May 10, 2024
Summary: In this tutorial, you will learn how to log kernel resource usage of queries in PostgreSQL.
Table of Contents
Introduction
PostgreSQL includes lots of monitoring tools that allow you to see what is happening, but there are a few settings that really go into detail, e.g., log_statement_stats:
SET client_min_messages = log;
SET log_statement_stats = true;
SELECT 100;
LOG: QUERY STATISTICS
DETAIL: ! system usage stats:
1 ! 0.000000 s user, 0.000000 s system, 0.000201 s elapsed
2 ! [0.000000 s user, 0.000000 s system total]
3 ! 0/0 [0/0] filesystem blocks in/out
4 ! 0/14 [0/363] page faults/reclaims, 0 [0] swaps
5 ! 0 [0] signals rcvd, 0/0 [0/0] messages rcvd/sent
6 ! 0/0 [3/0] voluntary/involuntary context switches
?column?
----------
100
What do all those numbers mean?

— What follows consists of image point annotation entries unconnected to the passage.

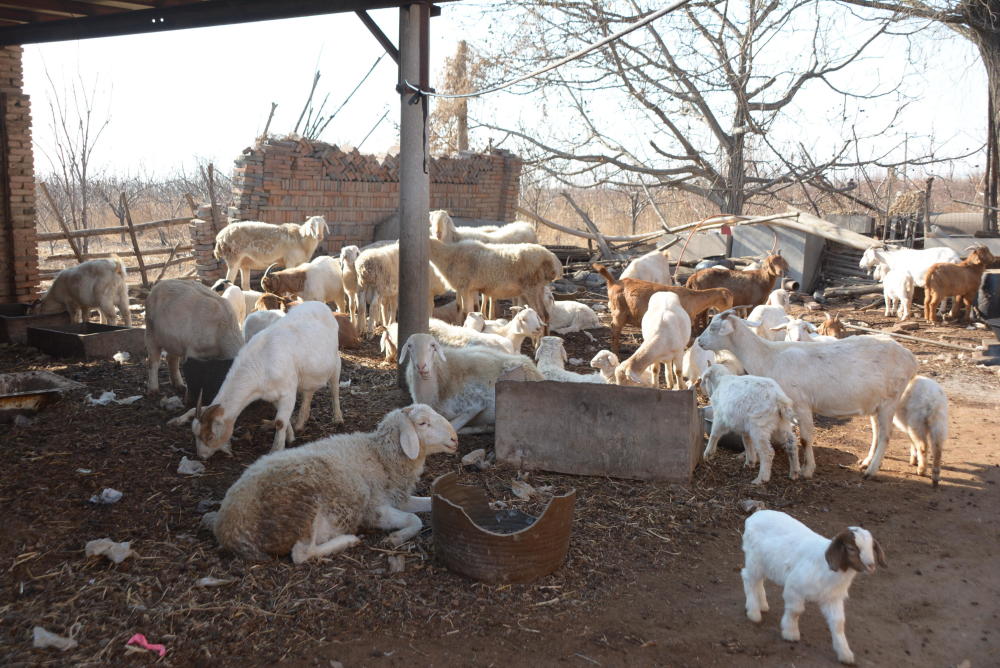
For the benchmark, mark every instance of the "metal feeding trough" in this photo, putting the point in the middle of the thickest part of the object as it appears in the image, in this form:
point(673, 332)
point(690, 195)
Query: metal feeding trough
point(203, 377)
point(500, 546)
point(14, 322)
point(30, 391)
point(89, 340)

Well, the Linux getrusage() manual page has a clue — these are kernel resource usage statistics. The first two lines show the user and kernel (“system”) cpu time used, as well as elapsed time. (The numbers in brackets on line #2 and following are totals for this process.) Line #3 shows I/O from/to the storage device (not from the kernel cache). Line #4 covers memory pages faulted into the process address space and reclaimed. Line #5 shows signal and IPC message activity. Line #6 shows process context switches.
Example
Let’s look at some more interesting queries by populating a new table:
CREATE TABLE test (x INTEGER);
INSERT INTO test SELECT x FROM generate_series(1, 1000) t(x);
By clearing the kernel buffers with echo 3 > /proc/sys/vm/drop_caches
and restarting the server we can see reads from the storage device (via log_statement_stats) and reads from the kernel cache (via explain (buffers true)
):
EXPLAIN (ANALYZE true, BUFFERS true, TIMING false, COSTS false)
SELECT COUNT(*) FROM test;
LOG: QUERY STATISTICS
DETAIL: ! system usage stats:
! 0.000000 s user, 0.000000 s system, 0.019259 s elapsed
! [0.008000 s user, 0.000000 s system total]
! 1712/0 [5840/280] filesystem blocks in/out
! 7/94 [21/586] page faults/reclaims, 0 [0] swaps
! 0 [0] signals rcvd, 0/0 [0/0] messages rcvd/sent
! 29/1 [73/3] voluntary/involuntary context switches
QUERY PLAN
---------------------------------------------------
Aggregate (actual rows=1 loops=1)
Buffers: shared read=5
-> Seq Scan on test (actual rows=1000 loops=1)
Buffers: shared read=5
Planning time: 3.673 ms
Execution time: 2.221 ms
Let’s run the query again:
EXPLAIN (ANALYZE true, BUFFERS true, TIMING false, COSTS false)
SELECT COUNT(*) FROM test;
LOG: QUERY STATISTICS
DETAIL: ! system usage stats:
! 0.000000 s user, 0.000000 s system, 0.000408 s elapsed
! [0.008000 s user, 0.000000 s system total]
! 0/0 [5840/288] filesystem blocks in/out
! 0/3 [21/591] page faults/reclaims, 0 [0] swaps
! 0 [0] signals rcvd, 0/0 [0/0] messages rcvd/sent
! 0/0 [74/3] voluntary/involuntary context switches
QUERY PLAN
---------------------------------------------------
Aggregate (actual rows=1 loops=1)
Buffers: shared hit=5
-> Seq Scan on test (actual rows=1000 loops=1)
Buffers: shared hit=5
Planning time: 0.027 ms
Execution time: 0.250 ms
Notice the first count reads 1712 512-byte blocks from storage and 5 8kB blocks from the kernel cache into the shared buffer cache. (The unrecorded reads are probably system table information.) The second query shows no I/O from the storage device, and a hit on 5 8kB shared buffer pages.
Summary
As you might know, PostgreSQL executes queries in stages. Fortunately, you can get rusage statistics for each stage with log_parser_stats, log_planner_stats, and log_executor_stats. (explain (analyze true)
also shows planning and execution durations, which you can see above.)
As you can see, you can access a wealth of information about PostgreSQL and how it is using the cpus, storage, and caches. These have a large impact on how quickly queries execute.